13-year-old shot dead in Orange County in February

ORANGE COUNTY, Fla. – The father of a Central Florida teenager is outraged after learning that no charges will be filed in the fatal shooting of his 13-year-old son.

Investigators said Lavardo Fisher Jr. died in February after he was shot by his 18-year-old cousin who was riding a hoverboard and playing with a gun.

The state attorney's office determined that the shooting was an accident.

Lavardo's father, however, said some accidents, especially those that end in death, should have consequences.

Lavardo Fisher Sr. told News 6 that he has tried to hold it together for six months, but he broke down when talking to News 6 about his son's death.

"We used to play games together, watch movies together," he said. "I have a PlayStation 4, and I haven't turned it on. It's just so unfair."

Fisher said he has been waiting to start his healing process until he found justice for his son.

"I just feel like I'm left in the dark, like I don't matter," he said.

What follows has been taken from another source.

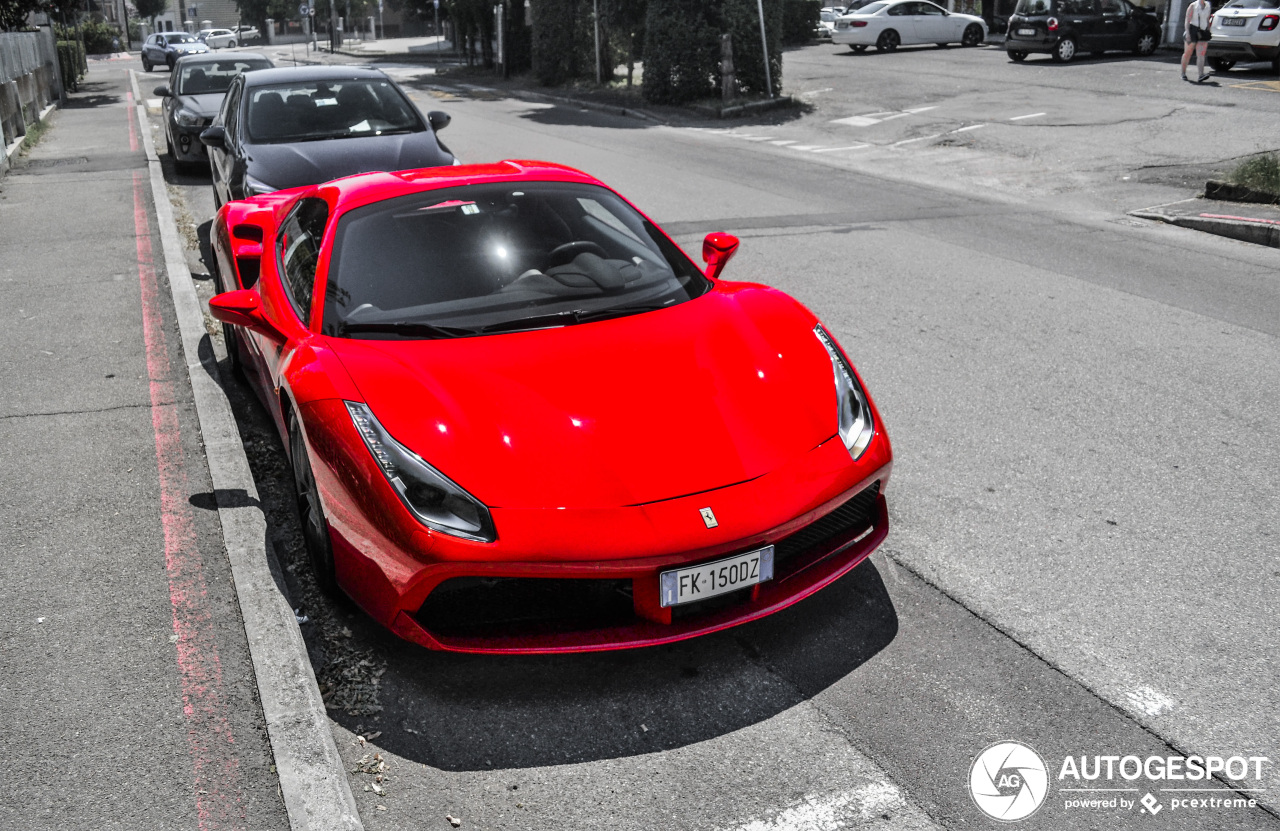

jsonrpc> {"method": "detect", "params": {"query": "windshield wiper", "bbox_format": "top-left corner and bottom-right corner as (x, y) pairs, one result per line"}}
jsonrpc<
(338, 320), (483, 339)
(480, 303), (671, 334)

Officials said Brandon Lewis was playing on a hoverboard with a gun that he didn't know was loaded when it went off.

"If I had touched my child, first of all, I would have been in jail, but an 18-year-old man shot my son and he gets to walk free," Fisher said.

Fisher said he wants Lewis to learn from his mistake.

"It's not like I want him to rot in prison," he said. "I don't want him to die in prison, I just feel like he should be punished. That is what I honestly think."

Fisher said he pays for Lewis' mistake every day. He has sought counseling, and is leaving the city, saying that he doesn't want to live in Orlando without his son.

"I always told him that if anybody does anything to hurt him, I would raise hell," he said. "(I) never want to physically hurt anybody, but I certainly want to do everything in my power to make sure that he's protected. It just hurts me to know that he was with people that should have protected him."

Fisher said he plans to pursue other legal options.